劇中には多くのアイヌ語が飛び交っており、学ぶところの多い作品です。カムイはアイヌ語で神様、ゴールデンは、二人が冒険するきっかけとなった砂金を示しています。
アイヌと英雄
部隊は小樽、主人公は日露戦争の英雄・杉元佐一(すぎもとさいち)といいます。そしてヒロインのアイヌの女の子がアリシパといいます。杉元は、ゴールドラッシュがすぎた季節に戦争から戻って来て、砂金掘りに苦戦していたのですが、熊に襲われ、それを救ったのがアリシパさんでした。
佐一は「かつて、大量の金を所有していたアイヌの氏族を皆殺しにし、金塊を奪った男が刑務所にいる」という話を聞きます。更に「金塊のありかは同じ刑務所の24人の囚人に刺青でほった地図を繋ぎ合わせると見えてくるらしい」と聞きます。

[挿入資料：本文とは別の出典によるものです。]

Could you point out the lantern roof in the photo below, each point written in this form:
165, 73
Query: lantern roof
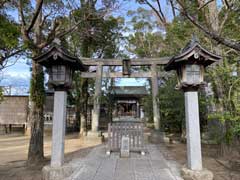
56, 55
192, 53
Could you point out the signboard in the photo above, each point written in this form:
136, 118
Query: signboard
125, 149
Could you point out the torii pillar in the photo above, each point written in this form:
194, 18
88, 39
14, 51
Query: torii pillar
156, 136
156, 114
96, 101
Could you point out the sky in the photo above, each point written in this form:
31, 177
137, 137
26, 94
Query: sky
17, 76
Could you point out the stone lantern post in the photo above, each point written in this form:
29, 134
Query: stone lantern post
60, 67
190, 65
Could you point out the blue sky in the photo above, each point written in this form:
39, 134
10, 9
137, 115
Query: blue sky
18, 75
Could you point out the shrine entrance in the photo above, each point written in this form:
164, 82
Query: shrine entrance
128, 105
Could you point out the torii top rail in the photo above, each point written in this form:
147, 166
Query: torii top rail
118, 62
153, 62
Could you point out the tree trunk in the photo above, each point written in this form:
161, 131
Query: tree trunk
37, 97
35, 151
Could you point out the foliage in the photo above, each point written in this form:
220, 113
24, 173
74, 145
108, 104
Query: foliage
1, 94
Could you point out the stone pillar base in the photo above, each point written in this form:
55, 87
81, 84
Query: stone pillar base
157, 137
188, 174
59, 173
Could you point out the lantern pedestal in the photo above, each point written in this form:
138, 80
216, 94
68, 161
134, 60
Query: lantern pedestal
58, 130
53, 173
196, 175
194, 154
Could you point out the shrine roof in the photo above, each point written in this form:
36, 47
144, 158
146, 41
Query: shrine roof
130, 90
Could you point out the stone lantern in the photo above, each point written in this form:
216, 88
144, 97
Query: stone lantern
190, 65
126, 67
60, 66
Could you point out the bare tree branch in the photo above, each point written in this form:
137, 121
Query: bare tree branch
35, 16
161, 18
173, 9
160, 11
20, 9
213, 35
204, 5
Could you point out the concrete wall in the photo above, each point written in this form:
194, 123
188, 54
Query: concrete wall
14, 110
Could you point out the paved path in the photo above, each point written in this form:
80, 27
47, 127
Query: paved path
98, 166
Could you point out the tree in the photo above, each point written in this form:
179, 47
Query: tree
210, 12
36, 35
9, 30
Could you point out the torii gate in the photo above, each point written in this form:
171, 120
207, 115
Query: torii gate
126, 64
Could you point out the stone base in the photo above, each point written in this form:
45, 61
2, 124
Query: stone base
59, 173
157, 137
93, 136
189, 174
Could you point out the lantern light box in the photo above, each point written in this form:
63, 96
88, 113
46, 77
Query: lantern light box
60, 66
190, 65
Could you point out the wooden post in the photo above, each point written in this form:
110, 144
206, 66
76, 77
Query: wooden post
97, 95
156, 114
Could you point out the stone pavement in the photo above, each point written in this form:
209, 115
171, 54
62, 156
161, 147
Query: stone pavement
98, 166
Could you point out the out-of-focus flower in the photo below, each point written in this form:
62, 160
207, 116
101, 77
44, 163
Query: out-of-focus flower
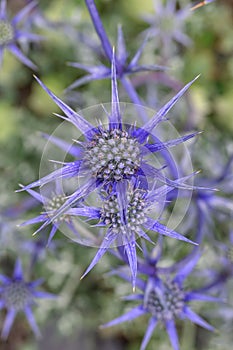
17, 295
167, 25
124, 67
165, 299
11, 34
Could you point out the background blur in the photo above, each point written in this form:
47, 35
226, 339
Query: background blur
71, 322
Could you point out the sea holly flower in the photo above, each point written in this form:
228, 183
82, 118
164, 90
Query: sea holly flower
52, 202
208, 205
11, 34
17, 295
111, 148
165, 299
136, 205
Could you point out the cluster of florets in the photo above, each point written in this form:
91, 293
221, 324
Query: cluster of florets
134, 212
165, 304
112, 155
54, 204
122, 187
16, 295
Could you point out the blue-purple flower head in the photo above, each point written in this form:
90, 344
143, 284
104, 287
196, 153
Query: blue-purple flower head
17, 295
165, 299
11, 33
114, 157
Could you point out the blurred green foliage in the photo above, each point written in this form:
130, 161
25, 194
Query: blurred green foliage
25, 109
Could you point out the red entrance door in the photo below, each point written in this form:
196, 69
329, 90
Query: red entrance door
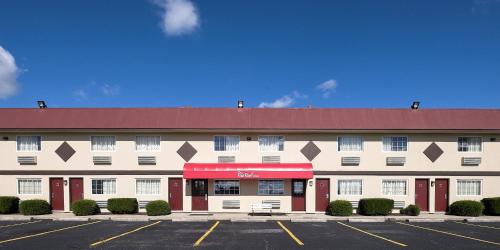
199, 195
441, 195
422, 194
175, 193
75, 189
57, 193
322, 194
298, 195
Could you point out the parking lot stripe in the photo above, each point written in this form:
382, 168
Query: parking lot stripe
198, 242
374, 235
290, 233
448, 233
48, 232
19, 224
474, 225
123, 234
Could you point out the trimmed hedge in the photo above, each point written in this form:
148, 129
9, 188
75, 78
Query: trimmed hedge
339, 208
491, 206
466, 208
158, 207
375, 206
9, 204
85, 207
35, 207
411, 210
123, 205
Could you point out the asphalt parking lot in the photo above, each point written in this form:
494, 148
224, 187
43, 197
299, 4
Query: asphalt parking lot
46, 234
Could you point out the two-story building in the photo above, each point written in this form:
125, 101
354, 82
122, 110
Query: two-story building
225, 159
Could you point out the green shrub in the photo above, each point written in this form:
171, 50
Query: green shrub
85, 207
375, 206
466, 208
123, 205
491, 206
35, 207
158, 207
339, 208
412, 210
9, 204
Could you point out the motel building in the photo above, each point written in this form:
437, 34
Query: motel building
229, 159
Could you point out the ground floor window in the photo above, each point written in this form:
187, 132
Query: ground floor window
350, 187
147, 186
271, 187
104, 186
227, 187
29, 186
468, 187
394, 187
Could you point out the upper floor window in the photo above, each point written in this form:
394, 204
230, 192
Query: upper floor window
228, 143
29, 186
271, 143
395, 143
29, 143
350, 143
147, 143
103, 143
470, 144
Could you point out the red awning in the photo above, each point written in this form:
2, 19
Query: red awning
248, 171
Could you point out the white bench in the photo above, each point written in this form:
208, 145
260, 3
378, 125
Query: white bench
261, 208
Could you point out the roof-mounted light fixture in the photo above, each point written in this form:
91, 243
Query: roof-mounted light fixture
415, 105
41, 104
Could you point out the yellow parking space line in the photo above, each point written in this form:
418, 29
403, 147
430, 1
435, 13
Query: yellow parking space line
48, 232
448, 233
290, 233
474, 225
373, 235
123, 234
198, 242
19, 224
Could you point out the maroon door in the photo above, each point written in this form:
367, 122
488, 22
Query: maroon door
322, 194
175, 193
422, 194
199, 195
298, 195
57, 193
441, 195
75, 189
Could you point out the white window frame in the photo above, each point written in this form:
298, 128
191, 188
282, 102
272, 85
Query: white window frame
149, 179
274, 151
470, 152
475, 195
338, 187
20, 151
390, 151
116, 185
348, 151
239, 188
144, 151
258, 187
32, 179
100, 151
397, 195
226, 151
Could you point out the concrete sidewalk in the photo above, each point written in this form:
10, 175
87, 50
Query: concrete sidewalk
243, 217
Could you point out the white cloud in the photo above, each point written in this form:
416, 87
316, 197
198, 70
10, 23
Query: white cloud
8, 74
179, 17
327, 87
283, 102
110, 90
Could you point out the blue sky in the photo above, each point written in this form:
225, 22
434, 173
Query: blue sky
166, 53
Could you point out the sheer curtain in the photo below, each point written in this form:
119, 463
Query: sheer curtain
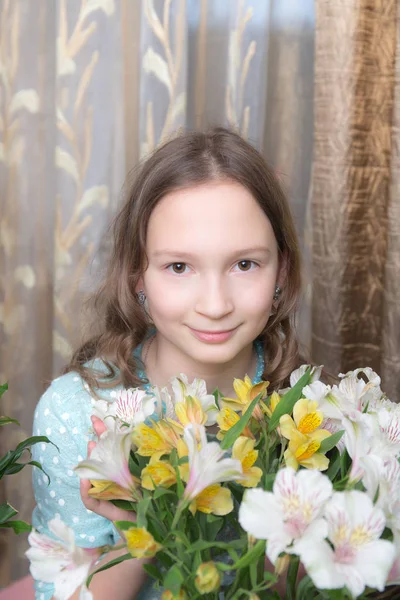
87, 89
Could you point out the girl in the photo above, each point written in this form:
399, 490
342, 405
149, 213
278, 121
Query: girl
203, 280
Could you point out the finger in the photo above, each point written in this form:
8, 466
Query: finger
98, 425
91, 445
101, 507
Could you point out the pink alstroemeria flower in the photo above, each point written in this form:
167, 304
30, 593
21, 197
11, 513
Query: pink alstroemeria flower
207, 464
60, 561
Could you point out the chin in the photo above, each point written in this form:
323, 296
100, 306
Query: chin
217, 354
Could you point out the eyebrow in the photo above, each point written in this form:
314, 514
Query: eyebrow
188, 255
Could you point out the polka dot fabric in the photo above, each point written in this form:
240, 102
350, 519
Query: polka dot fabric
63, 414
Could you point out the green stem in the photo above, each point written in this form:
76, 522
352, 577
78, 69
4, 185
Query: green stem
178, 513
292, 578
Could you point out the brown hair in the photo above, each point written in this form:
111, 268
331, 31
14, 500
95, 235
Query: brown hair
190, 159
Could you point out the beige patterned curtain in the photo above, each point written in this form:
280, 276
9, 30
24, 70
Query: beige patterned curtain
355, 207
88, 88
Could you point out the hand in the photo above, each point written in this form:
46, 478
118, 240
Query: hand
103, 508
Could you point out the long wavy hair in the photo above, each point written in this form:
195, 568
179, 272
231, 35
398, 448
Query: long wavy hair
191, 159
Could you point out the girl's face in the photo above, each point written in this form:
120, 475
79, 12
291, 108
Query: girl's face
213, 267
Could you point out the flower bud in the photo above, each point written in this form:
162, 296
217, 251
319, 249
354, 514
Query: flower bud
208, 578
168, 595
282, 564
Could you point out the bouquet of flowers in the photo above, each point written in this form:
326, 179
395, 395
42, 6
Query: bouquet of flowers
234, 496
10, 464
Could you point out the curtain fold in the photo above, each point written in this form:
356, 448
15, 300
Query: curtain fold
355, 319
89, 87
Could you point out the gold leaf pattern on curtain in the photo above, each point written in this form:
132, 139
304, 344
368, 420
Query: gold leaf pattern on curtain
390, 368
78, 202
88, 88
353, 166
167, 66
239, 60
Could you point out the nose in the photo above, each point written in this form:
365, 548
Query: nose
214, 299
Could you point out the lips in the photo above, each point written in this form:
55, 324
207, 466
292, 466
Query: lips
213, 337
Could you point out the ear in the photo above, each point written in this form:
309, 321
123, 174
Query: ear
282, 271
139, 285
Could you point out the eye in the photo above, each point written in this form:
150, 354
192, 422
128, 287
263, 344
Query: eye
246, 265
178, 268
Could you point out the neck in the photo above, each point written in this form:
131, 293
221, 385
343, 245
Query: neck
164, 361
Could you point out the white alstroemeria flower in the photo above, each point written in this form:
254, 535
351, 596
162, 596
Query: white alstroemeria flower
394, 575
134, 406
197, 389
389, 491
109, 461
104, 410
164, 403
207, 464
353, 394
356, 557
290, 513
298, 374
359, 438
129, 408
389, 426
60, 561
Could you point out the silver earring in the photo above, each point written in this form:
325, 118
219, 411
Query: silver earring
277, 292
141, 297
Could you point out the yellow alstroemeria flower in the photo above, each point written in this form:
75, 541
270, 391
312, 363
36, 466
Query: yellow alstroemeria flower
158, 473
246, 392
243, 450
108, 490
226, 419
183, 451
168, 595
208, 578
304, 436
273, 403
141, 543
190, 411
157, 440
213, 499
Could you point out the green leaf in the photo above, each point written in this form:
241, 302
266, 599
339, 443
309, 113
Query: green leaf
286, 404
110, 564
7, 420
269, 479
334, 466
173, 580
32, 441
217, 394
18, 526
143, 506
214, 525
330, 442
234, 432
6, 460
125, 505
250, 556
124, 525
201, 545
153, 571
160, 491
7, 512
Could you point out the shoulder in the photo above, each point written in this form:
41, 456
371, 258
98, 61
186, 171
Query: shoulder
69, 399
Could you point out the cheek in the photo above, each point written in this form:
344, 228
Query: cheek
165, 298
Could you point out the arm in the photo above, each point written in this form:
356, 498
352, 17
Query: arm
63, 414
122, 582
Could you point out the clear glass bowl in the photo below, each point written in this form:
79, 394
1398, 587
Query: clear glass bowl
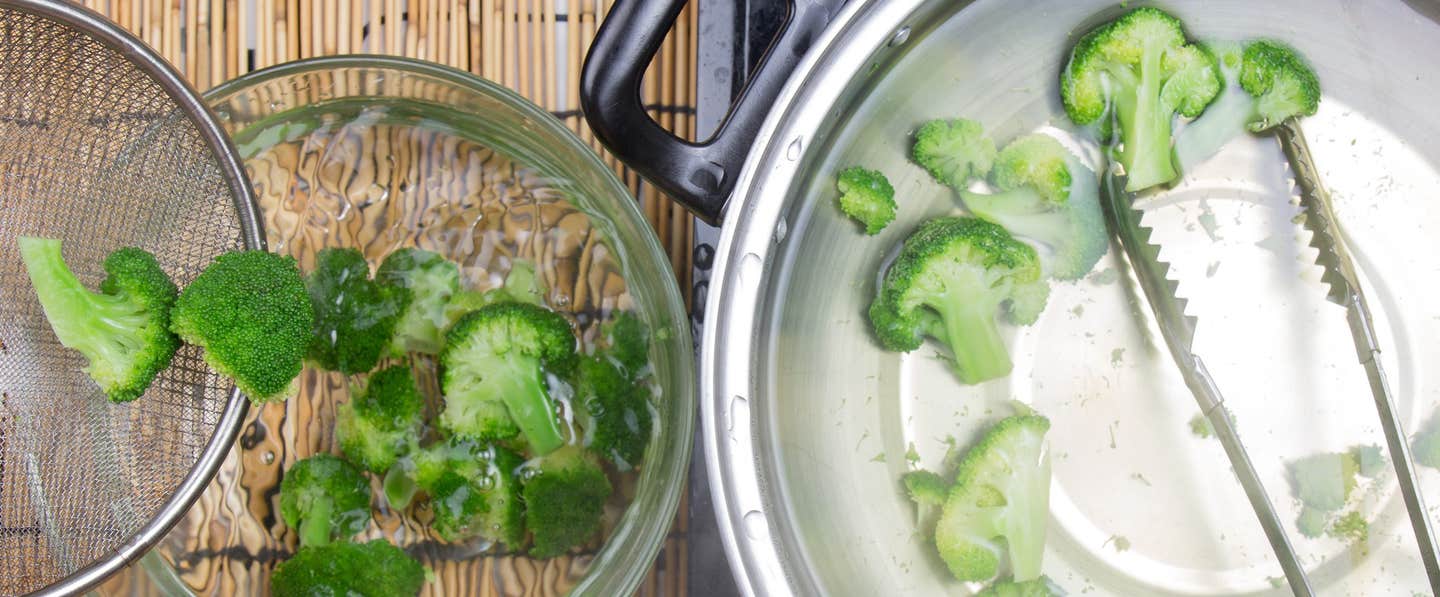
379, 153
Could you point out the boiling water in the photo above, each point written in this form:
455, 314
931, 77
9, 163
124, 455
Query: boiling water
379, 177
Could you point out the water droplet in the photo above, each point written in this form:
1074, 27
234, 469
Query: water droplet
794, 150
739, 410
750, 271
902, 36
755, 525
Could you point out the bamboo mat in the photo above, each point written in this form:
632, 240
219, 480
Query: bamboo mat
532, 46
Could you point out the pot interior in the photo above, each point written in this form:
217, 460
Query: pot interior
1139, 505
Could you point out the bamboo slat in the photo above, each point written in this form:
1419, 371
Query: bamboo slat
533, 46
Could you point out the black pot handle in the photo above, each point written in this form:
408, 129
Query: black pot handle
697, 174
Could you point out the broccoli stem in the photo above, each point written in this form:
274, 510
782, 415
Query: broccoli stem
314, 528
1028, 505
1145, 124
1223, 121
1023, 212
520, 384
90, 322
969, 328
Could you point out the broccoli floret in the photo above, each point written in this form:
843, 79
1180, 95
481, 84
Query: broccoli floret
1312, 522
1046, 194
1426, 448
1282, 82
431, 281
1266, 84
496, 364
474, 491
954, 151
951, 278
380, 423
1370, 461
123, 330
354, 315
928, 491
251, 314
565, 497
324, 498
373, 568
1324, 481
614, 409
1351, 525
1000, 504
867, 197
1038, 587
1139, 72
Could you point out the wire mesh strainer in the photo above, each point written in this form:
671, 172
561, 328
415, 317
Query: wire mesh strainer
102, 146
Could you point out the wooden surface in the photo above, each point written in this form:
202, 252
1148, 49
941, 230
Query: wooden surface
533, 46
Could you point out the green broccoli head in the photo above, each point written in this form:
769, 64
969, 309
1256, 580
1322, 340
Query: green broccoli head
1282, 82
949, 281
1324, 481
324, 498
380, 423
1034, 161
354, 317
1038, 587
926, 488
494, 373
1047, 194
627, 341
1350, 525
344, 568
474, 491
123, 330
565, 498
1139, 72
614, 410
251, 314
1000, 504
431, 282
928, 491
867, 197
954, 151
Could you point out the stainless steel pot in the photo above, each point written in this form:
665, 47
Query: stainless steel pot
808, 425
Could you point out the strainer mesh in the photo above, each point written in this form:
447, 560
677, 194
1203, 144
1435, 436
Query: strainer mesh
94, 151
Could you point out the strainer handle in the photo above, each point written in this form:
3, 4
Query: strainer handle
697, 174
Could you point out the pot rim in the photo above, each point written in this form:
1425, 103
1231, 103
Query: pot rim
746, 504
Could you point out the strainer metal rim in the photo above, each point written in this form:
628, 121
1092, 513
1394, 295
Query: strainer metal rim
252, 236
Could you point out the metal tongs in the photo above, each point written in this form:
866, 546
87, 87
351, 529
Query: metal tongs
1345, 291
1178, 331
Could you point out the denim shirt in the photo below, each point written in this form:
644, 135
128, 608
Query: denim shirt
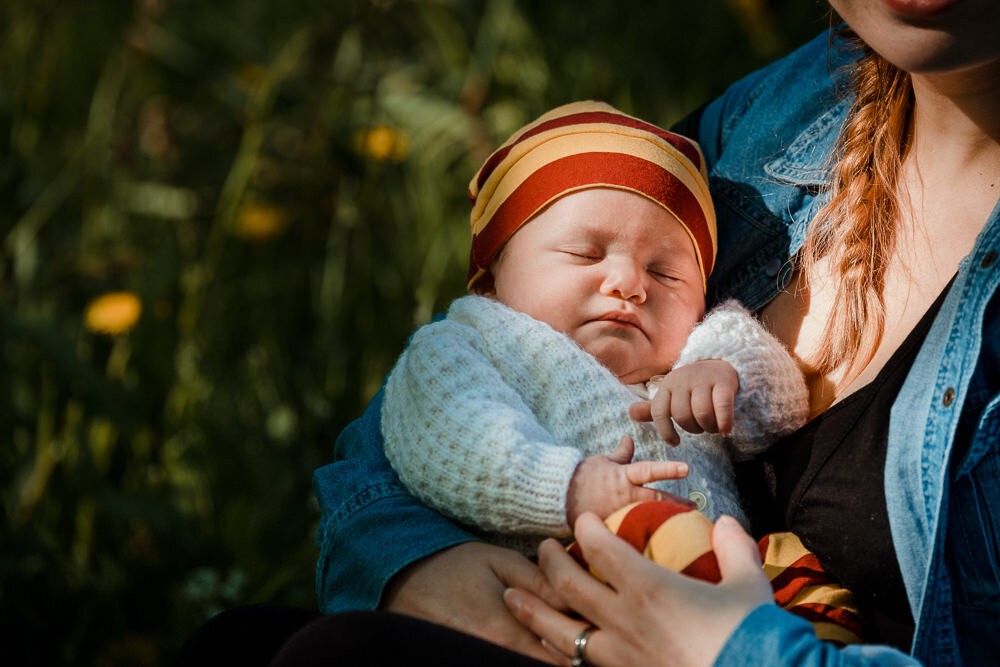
768, 142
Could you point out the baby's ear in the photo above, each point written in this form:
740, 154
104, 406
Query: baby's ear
485, 286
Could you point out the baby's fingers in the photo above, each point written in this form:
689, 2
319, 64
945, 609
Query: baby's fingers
660, 413
644, 472
703, 411
724, 399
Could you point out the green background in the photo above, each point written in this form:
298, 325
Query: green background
218, 160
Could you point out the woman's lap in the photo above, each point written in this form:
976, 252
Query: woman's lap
289, 637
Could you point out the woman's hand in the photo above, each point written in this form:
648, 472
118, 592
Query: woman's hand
647, 615
462, 587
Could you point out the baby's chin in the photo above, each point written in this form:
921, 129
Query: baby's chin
624, 362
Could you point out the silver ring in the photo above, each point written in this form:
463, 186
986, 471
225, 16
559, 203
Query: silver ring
580, 644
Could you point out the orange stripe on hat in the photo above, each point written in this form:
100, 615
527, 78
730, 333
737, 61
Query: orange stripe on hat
587, 145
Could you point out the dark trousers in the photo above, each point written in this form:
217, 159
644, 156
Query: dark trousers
289, 637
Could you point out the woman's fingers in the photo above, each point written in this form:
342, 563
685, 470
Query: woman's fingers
644, 472
641, 411
739, 559
558, 630
582, 592
524, 574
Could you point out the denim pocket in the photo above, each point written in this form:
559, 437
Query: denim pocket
974, 517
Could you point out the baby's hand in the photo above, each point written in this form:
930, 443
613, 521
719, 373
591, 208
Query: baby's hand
699, 397
603, 484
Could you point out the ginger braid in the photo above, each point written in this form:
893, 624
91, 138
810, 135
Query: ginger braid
857, 226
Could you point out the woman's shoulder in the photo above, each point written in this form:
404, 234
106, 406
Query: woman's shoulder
765, 110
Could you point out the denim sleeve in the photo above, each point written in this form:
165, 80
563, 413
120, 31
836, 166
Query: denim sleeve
371, 528
771, 636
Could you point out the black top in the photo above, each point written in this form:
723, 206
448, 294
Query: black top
825, 483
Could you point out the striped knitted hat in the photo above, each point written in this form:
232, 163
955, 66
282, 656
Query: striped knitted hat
680, 538
587, 145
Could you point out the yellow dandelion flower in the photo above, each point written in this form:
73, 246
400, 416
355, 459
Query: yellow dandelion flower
260, 222
113, 312
251, 78
381, 143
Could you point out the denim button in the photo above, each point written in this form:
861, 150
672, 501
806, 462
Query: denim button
949, 396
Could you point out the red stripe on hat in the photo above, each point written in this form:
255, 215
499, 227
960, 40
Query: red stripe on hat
824, 613
645, 518
592, 170
704, 567
682, 144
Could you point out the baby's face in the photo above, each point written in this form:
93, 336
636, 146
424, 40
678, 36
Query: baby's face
612, 270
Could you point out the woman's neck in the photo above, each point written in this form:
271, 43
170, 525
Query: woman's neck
956, 122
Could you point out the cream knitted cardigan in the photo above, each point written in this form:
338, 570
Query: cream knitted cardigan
488, 412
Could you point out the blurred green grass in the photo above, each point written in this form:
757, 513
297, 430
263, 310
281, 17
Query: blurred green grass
281, 189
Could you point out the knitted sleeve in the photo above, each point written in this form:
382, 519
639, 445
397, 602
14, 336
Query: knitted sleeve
461, 438
772, 400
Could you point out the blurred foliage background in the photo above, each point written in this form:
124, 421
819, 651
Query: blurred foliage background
219, 220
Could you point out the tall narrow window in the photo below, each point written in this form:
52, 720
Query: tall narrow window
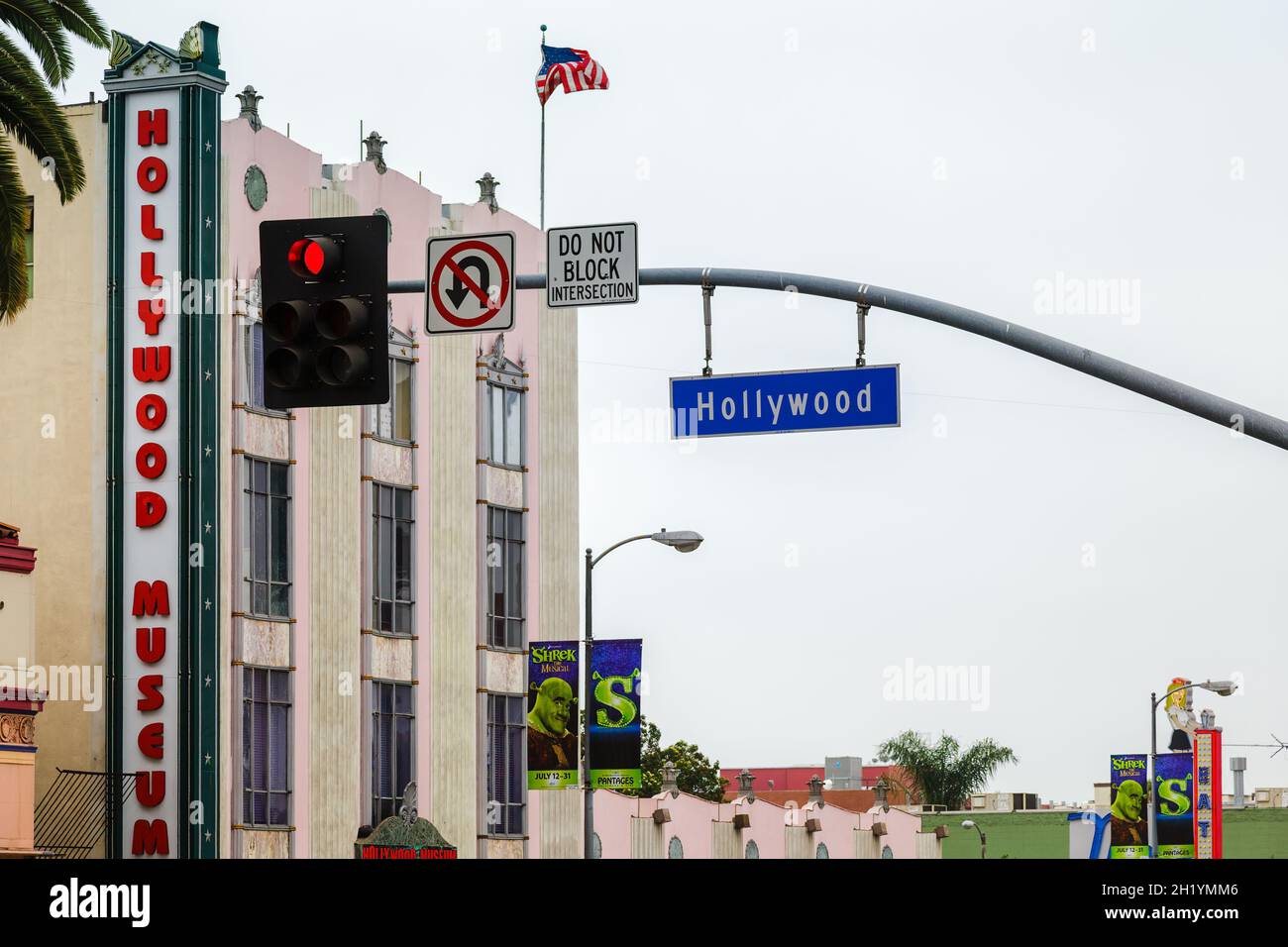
391, 719
390, 560
267, 547
266, 746
256, 364
505, 770
505, 425
393, 419
503, 560
29, 227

囚人たちは次々に出所します。実はアリシパの父親も刺青をほった男に襲撃され命を奪われたアイヌの氏族だったことが判明し、二人は共通の目的のために北海道を冒険することになります。
アイヌの逞しさを体現する少女
劇画的タッチが圧倒的なこの作品、アイヌ民族を題材にした作品であるため、もう少し文化交流的な志向の強い物語かと思いきや、いきなり序盤から杉元が暴れまわります。そして意外にもアイヌの少女、アリシパさんが肉食系、いやむしろ杉元が引くくらい命や罠に関してシビアな一面を見せます。
佐一に金塊と囚人の話を吹き込んだその人物が既に24人の囚人の一人だったことが判明し、その男の皮だけを剥いだ刺青人皮(いれずみにんぴ)をしまい旅に出る二人は正規軍や新選組を含む色々な敵対勢力と熊などの自然の脅威と向き合って成長していくのでした。
まとめ
第一話から壮絶なストーリー展開に心を奪われました。アイヌに伝わる伝承、日常で利用される実践的狩猟能力、どれをとっても新鮮で飽きのこないストーリーです。
アイヌの埋蔵金を奪って皆殺しにした男は「のっぺらぼう」と呼ばれていますが、杉元佐一という人間も特徴は、歴戦の証として体に刻まれた名誉の勲章だけで性格がピンとこないというか、のっぺらな闘争心の塊なのです。それでもアリシパさんとの交流の中で、アリシパさんにつられるように人間らしさを見せるところがこの作品を盛り立てて躍動感を表現しているポイントなのだと思います。第二話にも注目です。